The Word of the Year 2008 is bailout, according to the American Dialect Society, which balloted yesterday in San Francisco. The word is understood by the Society to mean “rescue by the government of companies on the brink of failure, including large players in the banking industry.”
This word-of-the-year is only 19 years old, or the Society would have run into it before, in the late 1970s when "bailout" was used in connection with the proposed first rescue of the Chrysler Corporation.
It's easy for me to remember because the unflappable lady who handled this for Senator William Proxmire's Banking Committee was Elinor Bachrach.

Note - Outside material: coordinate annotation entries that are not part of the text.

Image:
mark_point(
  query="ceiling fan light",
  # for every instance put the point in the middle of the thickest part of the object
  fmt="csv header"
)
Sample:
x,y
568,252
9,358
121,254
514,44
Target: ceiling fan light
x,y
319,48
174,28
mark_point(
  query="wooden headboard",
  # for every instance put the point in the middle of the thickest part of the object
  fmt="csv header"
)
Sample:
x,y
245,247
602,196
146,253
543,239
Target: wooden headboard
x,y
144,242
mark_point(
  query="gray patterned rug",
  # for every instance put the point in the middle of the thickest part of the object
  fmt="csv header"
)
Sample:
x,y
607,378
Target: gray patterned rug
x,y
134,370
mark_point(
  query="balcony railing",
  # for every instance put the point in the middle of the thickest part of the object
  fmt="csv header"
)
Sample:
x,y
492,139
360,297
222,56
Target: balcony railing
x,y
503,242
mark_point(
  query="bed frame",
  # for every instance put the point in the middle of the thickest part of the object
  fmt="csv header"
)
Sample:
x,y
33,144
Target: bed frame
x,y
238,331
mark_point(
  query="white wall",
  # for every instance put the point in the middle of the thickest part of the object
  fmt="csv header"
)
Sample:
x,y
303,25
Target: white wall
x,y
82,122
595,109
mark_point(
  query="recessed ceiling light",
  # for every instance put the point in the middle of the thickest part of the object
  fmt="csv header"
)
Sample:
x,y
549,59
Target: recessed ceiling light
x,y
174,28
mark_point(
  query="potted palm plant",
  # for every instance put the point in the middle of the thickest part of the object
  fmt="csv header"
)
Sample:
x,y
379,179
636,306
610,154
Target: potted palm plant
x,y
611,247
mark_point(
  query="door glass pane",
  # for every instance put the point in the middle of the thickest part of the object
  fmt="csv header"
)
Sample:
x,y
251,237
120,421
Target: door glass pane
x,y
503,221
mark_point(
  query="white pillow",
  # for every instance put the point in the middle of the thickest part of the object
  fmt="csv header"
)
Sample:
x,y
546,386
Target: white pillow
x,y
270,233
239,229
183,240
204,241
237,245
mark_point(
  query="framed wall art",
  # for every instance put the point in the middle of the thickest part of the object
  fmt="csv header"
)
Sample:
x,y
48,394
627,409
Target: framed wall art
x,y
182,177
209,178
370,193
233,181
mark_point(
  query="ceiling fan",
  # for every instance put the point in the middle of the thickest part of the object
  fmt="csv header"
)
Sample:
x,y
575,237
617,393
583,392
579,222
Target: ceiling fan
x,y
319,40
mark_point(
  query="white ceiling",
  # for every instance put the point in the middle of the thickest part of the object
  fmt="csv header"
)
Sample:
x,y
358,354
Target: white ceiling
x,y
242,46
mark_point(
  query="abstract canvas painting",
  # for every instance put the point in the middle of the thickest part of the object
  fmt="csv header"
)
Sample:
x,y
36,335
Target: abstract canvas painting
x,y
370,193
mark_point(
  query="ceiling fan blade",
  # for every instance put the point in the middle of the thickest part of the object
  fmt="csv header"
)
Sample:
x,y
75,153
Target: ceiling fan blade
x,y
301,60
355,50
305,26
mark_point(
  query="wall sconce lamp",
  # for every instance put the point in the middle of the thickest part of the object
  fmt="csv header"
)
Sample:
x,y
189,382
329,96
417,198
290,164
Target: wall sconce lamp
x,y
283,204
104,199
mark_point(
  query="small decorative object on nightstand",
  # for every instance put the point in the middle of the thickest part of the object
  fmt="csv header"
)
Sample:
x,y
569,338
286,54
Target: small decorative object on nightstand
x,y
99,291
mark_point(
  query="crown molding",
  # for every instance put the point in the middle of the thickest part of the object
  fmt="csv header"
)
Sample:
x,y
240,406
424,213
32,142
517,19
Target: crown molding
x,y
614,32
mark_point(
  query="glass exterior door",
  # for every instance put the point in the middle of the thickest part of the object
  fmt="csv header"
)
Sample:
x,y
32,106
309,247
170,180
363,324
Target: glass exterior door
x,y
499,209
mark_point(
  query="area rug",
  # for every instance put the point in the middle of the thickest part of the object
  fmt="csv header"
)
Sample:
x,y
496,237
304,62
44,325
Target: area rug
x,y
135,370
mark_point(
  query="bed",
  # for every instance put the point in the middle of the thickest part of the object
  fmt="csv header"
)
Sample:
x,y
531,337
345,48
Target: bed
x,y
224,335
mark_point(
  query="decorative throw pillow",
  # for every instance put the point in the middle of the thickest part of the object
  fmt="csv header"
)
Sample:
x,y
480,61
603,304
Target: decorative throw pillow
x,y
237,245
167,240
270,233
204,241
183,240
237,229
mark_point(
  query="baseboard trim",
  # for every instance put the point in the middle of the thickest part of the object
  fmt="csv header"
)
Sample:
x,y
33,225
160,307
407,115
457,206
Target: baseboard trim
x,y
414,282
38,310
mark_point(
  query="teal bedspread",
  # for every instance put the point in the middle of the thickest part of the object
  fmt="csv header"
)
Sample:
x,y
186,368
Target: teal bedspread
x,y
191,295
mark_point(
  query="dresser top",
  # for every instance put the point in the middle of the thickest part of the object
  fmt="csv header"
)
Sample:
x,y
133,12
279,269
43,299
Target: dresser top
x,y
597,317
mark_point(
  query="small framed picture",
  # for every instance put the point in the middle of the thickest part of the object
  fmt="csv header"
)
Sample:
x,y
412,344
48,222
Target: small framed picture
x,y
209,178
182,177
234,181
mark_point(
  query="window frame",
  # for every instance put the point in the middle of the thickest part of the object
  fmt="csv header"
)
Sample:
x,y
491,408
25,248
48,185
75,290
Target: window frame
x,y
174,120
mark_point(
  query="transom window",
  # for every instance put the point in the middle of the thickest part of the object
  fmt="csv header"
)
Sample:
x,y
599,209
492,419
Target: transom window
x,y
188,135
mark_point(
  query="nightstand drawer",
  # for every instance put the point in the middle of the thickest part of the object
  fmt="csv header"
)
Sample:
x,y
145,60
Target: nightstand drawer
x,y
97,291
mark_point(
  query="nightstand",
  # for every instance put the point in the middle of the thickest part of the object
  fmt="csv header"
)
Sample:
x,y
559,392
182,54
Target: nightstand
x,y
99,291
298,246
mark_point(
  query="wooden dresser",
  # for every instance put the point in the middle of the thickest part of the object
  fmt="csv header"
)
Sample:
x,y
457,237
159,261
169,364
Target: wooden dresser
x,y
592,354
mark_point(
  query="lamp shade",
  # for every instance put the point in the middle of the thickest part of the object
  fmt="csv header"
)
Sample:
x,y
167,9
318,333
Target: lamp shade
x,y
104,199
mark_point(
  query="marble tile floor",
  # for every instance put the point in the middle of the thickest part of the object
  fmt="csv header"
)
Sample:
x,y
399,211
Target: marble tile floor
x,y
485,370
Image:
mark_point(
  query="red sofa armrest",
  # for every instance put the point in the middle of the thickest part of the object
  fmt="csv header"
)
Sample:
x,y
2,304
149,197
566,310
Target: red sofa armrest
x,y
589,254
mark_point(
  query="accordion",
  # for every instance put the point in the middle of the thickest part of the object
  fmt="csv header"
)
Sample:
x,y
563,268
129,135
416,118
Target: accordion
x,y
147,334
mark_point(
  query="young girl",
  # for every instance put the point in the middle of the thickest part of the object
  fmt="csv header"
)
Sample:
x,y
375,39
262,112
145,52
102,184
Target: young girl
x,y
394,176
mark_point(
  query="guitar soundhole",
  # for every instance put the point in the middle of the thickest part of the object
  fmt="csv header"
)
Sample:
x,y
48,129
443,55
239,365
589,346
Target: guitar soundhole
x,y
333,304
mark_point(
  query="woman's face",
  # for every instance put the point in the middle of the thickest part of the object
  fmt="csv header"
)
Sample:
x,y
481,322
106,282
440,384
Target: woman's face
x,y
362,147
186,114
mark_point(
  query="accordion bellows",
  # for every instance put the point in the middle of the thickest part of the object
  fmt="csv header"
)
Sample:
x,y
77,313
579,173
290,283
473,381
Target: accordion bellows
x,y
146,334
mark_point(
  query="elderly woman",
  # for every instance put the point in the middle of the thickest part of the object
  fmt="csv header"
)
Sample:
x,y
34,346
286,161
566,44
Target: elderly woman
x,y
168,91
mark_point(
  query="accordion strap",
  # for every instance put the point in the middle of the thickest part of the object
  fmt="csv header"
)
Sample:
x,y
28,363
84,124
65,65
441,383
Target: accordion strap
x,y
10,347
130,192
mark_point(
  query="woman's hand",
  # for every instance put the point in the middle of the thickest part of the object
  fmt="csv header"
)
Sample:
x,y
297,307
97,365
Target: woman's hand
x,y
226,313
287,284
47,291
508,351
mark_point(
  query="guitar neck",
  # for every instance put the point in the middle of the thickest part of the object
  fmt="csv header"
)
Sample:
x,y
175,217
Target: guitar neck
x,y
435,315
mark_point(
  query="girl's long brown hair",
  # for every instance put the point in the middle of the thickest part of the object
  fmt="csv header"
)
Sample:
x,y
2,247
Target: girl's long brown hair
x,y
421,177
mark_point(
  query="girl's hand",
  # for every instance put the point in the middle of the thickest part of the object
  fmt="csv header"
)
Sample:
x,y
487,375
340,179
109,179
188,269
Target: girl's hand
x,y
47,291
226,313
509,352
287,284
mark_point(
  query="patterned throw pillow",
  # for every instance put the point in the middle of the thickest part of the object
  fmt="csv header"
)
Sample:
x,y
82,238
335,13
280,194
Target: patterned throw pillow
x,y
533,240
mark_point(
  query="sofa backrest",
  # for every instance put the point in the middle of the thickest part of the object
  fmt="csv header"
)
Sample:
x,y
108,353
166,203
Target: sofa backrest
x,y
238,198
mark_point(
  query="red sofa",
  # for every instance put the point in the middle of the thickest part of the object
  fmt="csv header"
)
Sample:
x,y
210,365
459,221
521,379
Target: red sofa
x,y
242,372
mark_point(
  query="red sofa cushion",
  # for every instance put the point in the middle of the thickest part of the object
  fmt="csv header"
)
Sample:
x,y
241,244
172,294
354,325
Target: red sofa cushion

Since she also handled New York City's rescue and a couple of other institutions in trouble, she was then known as Billion-Dollar Bailout Bachrach – and there may have been another adjectival prefix before the word Bailout, like Boondoggle or Basket-Case.
So if the American Dialect Society had been a little older, the word bailout might be taken and the winner could have been one of the other words, like:
- Most creative: recombobulation area, at Milwaukee’s Mitchell Airport where passengers who “have just passed through security screening can get their clothes and belongings back in order."
- Most unnecessary: moofing, i.e., “mobile out of office,” working with laptop and cell phone.
- Most outrageous: terrorist fist jab, a knuckle-to-knuckle fist bump, or “dap,” traditionally performed between two black people as a sign of friendship, celebration or agreement and described as “the terrorist fist jab” by newscaster E. D. Hill, formerly of Fox News.
- Most likely to succeed: shovel-ready, an infrastructure projects that can be started quickly when funds become available.
Other nominees that caught my eye:
lipstick on a pig: An adornment of something that can't be made pretty.
game-changer: In business and politics, something that alters the nature of a marketplace, relationship, or campaign. From sports. "something that changes a match or contest."
Palinesque: Pertaining to persons who have extended themselves beyond their expertise, thereby bringing ridicule upon a serious matter.
long photo: A video of 90 seconds or less. Used by the photo-sharing web site Flickr.
First Dude: The husband of a governor or president.
bromance: A very close relationship between two heterosexual men.